As soon as you make the leap of faith, no less than 5 cars will turn right into you, as if you’re the jerk crossing traffic at the wrong time. They slow down but don’t exactly give you right of way, nudging you to hurry the hell up or become a stat. They call this place the “Paris of South America,” and sometimes it feels like that. You stand waiting for the light to change and you hear the ever familiar sounds of a siren. WEE-YOOO WEE-YOUU WEE-YOUU. That kind of siren, reminiscent of a Parisian horn, is probably on the way to pick up someone who just got flattened.
Down in these parts, they claim that Avenida 9 de julio is the widest street in the world, though others say not quite. That doesn’t matter, as it’s still a huge street, and when all is said and done, you’ve just crossed about 17 lanes of traffic. I cross that street no less than two times a day, and each time I wonder if I’ll make it to the other side. A game of Frogger is only fun when you can hit Restart. There’s just no rhyme or reason to the road laws here in Argentina. How can it be that cars continue to drive as hordes of people cross the street? There has to be a traffic cop out there stuffing his face with an alfajor, not paying attention.

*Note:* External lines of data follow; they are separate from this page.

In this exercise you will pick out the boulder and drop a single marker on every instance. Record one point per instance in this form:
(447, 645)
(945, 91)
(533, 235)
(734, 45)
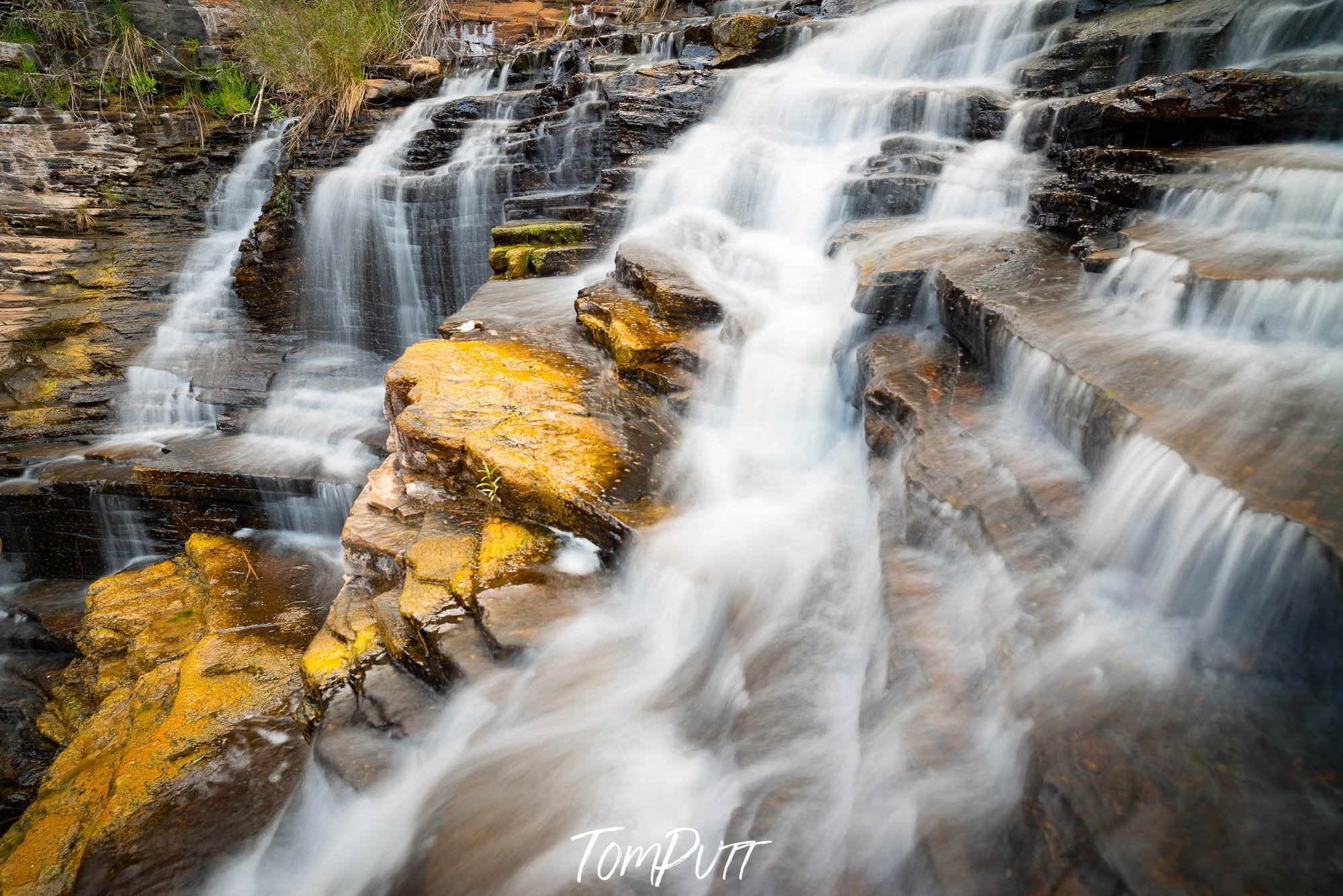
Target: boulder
(739, 37)
(641, 345)
(180, 722)
(419, 69)
(468, 410)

But to make matters worse, the sidewalks aren’t exactly a safe haven either. If you have managed to dodge the ubiquitous pile of dog crap, successfully avoided the umpteenth pothole, and swerved around the people walking erratically, then you’ll sometimes find yourself fleeing motorcycles. Because sometimes it just saves a bike rider time to hop onto the sidewalk, whether or not it’s filled with people. It’s like the last day of high school when kids are doing donuts in the parking lot and because everyone is going crazy, the cops can’t even control the situation, so they just sit back and make sure no one kills themselves. Just total lawlessness.
I have the fear. On the streets, I’m not so much worried about getting mugged as I am being clipped by a car or motorcycle. In Ecuador, I thought I saw some of the worst drivers. Crossing the streets in Quito was once a scary situation. Now, looking back, that seems like a walk in the park. There’s no way to avoid walking long distances in this city, crossing many streets in the process where drivers pay no heed to the people in their way. You just have to continue dodging traffic as best you can. So I’m sorry, Buenos Aires, but as cool as you are, you get this dirty honor.
Above: Avenida 9 de julio, the widest street in the world?